Fino a che punto un cittadino ha il dovere di interrogarsi sulla ricerca della verità? E, posto che lo voglia fare, fino a che punto potrà avvicinarsi ad essa? Being Harold Pinter è uno spettacolo che c'interroga sul rapporto tra linguaggio dell'arte e realtà politica, sul problema della ricerca della verità a teatro e nella vita quotidiana di un cittadino. Il Belarus Free Theatre sceglie di intessere alcuni dialoghi di Pinter con le parole del suo discorso in occasione della consegna del Premio Nobel 2005, e con testimonianze di prigionieri politici della Repubblica bielorussa. E' un narratore, una sorta di corifeo, a riportarci le parole del drammaturgo inglese, alternando aperture su scenari di brutalità a digressioni che riflettono sulla nascita di un testo teatrale, sul modo di fare teatro analizzando il linguaggio della politica, sul compito di un artista "intellettuale" che si assume il compito di definire la verità.

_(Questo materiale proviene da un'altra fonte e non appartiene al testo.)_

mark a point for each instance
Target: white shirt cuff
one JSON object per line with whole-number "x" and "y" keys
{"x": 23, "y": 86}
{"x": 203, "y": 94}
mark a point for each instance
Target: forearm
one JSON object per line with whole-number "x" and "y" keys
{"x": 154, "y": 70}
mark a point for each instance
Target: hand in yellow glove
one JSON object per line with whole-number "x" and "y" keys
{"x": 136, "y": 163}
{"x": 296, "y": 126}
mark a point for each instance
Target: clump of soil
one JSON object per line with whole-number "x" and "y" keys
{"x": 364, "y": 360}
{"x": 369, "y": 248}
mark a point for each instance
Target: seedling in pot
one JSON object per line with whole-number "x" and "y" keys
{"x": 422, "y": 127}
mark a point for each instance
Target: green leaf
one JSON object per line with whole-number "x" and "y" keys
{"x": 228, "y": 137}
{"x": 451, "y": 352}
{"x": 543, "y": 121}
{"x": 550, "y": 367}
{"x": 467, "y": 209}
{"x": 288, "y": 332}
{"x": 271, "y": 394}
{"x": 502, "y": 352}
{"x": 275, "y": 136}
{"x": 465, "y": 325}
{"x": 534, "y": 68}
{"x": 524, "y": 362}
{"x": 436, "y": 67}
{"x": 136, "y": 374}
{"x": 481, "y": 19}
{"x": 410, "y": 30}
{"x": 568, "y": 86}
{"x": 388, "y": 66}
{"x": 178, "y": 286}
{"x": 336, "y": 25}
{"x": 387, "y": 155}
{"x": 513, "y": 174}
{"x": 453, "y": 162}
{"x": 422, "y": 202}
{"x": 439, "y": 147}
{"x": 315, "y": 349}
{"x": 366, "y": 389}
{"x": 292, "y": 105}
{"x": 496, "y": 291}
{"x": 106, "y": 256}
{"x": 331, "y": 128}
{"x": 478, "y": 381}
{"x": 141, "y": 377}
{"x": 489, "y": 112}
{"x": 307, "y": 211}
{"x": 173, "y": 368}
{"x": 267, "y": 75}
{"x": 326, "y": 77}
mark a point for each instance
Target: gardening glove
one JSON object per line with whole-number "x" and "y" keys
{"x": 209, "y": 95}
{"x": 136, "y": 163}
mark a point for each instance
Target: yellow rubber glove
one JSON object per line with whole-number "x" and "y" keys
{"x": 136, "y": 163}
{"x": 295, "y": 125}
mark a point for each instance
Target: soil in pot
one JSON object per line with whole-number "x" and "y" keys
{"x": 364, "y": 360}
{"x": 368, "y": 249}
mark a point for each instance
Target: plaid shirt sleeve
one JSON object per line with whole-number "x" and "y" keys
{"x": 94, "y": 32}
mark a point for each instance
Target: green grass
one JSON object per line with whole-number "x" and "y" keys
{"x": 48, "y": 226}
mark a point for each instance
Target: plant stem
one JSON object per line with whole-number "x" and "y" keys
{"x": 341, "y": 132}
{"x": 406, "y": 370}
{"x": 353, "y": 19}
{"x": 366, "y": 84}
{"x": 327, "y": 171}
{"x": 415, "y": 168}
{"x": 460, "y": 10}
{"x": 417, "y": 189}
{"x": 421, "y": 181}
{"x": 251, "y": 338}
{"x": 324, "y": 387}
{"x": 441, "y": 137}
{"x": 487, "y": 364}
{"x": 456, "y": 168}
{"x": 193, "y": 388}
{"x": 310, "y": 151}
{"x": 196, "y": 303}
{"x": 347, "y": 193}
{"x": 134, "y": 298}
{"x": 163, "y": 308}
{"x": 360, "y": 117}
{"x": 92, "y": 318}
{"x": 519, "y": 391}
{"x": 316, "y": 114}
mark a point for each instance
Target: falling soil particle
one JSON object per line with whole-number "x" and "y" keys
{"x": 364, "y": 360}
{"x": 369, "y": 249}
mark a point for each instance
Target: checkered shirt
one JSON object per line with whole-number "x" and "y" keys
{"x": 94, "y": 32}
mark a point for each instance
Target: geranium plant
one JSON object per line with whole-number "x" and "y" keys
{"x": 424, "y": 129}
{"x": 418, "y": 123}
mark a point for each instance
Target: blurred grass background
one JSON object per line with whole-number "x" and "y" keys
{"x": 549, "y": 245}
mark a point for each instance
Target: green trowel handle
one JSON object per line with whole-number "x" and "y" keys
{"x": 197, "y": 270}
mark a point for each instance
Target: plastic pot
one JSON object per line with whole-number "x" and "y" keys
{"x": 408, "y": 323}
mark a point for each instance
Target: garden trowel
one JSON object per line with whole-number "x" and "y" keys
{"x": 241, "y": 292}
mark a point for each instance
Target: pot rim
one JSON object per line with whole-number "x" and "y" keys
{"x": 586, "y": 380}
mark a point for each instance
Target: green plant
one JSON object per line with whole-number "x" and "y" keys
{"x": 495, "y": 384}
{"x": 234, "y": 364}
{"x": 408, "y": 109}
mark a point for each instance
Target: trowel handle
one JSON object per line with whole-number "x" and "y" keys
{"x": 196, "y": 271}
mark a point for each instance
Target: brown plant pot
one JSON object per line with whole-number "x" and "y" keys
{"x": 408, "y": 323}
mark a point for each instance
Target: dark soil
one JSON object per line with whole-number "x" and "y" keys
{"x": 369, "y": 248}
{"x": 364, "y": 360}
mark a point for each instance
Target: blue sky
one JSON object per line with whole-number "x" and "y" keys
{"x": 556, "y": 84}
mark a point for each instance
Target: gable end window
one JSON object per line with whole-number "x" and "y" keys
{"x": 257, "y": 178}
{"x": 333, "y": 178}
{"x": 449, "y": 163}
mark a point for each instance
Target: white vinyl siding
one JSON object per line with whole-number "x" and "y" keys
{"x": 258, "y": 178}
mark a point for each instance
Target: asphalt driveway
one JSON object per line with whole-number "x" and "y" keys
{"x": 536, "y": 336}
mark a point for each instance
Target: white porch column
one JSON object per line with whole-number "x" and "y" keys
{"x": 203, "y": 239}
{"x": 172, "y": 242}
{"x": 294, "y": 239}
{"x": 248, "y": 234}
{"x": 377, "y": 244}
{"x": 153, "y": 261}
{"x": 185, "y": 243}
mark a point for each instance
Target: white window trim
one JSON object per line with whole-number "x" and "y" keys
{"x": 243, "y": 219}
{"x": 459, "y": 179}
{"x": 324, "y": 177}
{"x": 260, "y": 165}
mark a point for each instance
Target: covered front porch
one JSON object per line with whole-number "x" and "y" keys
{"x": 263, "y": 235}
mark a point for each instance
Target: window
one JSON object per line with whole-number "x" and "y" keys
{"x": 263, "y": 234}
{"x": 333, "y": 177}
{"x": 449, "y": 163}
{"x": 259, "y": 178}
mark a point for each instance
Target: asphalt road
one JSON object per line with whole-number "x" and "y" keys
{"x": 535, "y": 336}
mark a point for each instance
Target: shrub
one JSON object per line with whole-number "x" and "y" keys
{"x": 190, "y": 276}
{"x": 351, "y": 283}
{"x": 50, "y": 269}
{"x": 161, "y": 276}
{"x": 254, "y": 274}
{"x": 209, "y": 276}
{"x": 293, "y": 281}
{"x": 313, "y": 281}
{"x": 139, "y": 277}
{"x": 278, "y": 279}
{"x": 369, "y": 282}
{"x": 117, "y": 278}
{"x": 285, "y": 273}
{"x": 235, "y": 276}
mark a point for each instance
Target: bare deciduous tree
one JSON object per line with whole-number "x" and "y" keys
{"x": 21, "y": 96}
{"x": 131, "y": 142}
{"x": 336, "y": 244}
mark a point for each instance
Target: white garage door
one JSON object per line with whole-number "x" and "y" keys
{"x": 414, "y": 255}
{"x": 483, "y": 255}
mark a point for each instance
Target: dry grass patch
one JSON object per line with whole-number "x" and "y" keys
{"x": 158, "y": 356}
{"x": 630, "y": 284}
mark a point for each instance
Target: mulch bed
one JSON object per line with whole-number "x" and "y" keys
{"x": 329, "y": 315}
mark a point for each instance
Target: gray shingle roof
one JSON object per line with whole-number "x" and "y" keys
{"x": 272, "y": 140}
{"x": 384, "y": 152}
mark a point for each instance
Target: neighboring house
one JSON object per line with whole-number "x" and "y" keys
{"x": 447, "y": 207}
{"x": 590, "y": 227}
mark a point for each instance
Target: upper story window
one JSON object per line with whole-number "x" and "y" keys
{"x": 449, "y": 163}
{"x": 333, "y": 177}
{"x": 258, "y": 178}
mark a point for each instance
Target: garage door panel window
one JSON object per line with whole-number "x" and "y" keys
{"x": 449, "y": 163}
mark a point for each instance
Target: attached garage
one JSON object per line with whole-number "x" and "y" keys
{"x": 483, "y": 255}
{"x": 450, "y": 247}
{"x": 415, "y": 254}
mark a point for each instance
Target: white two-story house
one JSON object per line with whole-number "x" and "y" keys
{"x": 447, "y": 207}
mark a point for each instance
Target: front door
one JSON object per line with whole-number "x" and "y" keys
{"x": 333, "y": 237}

Del corpus drammaturgico di Pinter vengono montati insieme alcuni incipit di dialoghi: Il ritorno a casa e Vecchi tempi, che popolano la scena di ombre provenienti da ansiogeni interni domestici dove i discorsi sfociano in violenza, o procedono sul filo della menzogna e della non comunicazione; Ceneri alle ceneri, Il bicchiere della staffa e Il linguaggio della montagna, nei quali sono centrali i temi della verità e della violenza, due fili rossi che percorrono tutto lo spettacolo. Spettacolo mosso da una palpabile urgenza, da una necessità evidente, quella di ri-portare lì sulla scena la violenza, di mostrarla agli occhi dello spettatore. Tutto ciò avviene attraverso modalità molto semplici e dirette: senza mediazioni, rivolgendosi direttamente al pubblico, con toni quasi giornalistici. Il teatro diventa un mezzo per documentare una situazione di sopruso, dolore, silenzio, repressione. La donna di Ceneri alle Ceneri racconta di violenze subite e bambini strappati alle madri, e la sua voce si strozza in una risata di disperazione. Intanto un uomo, il suo compagno, tenta di strangolarla. Un altro uomo, il torturato de Il bicchiere della staffa, viene denudato in scena e sottoposto ad un rito di castrazione da parte del torturatore, che veste gli abiti di un sacerdote ortodosso e ha la bocca protetta da una mascherina. E infine, al buio, viene gridato in un megafono il discorso dell'ufficiale de Il linguaggio della montagna, nel quale viene proibito ad un gruppo di persone di parlare nella propria lingua. Qui la questione della minoranze che resistono a regimi repressivi si riallaccia alla situazione della Bielorussia odierna: a questo punto dello spettacolo intervengono i racconti dei prigionieri politici, che dalla finzione teatrale riportano alla realtà.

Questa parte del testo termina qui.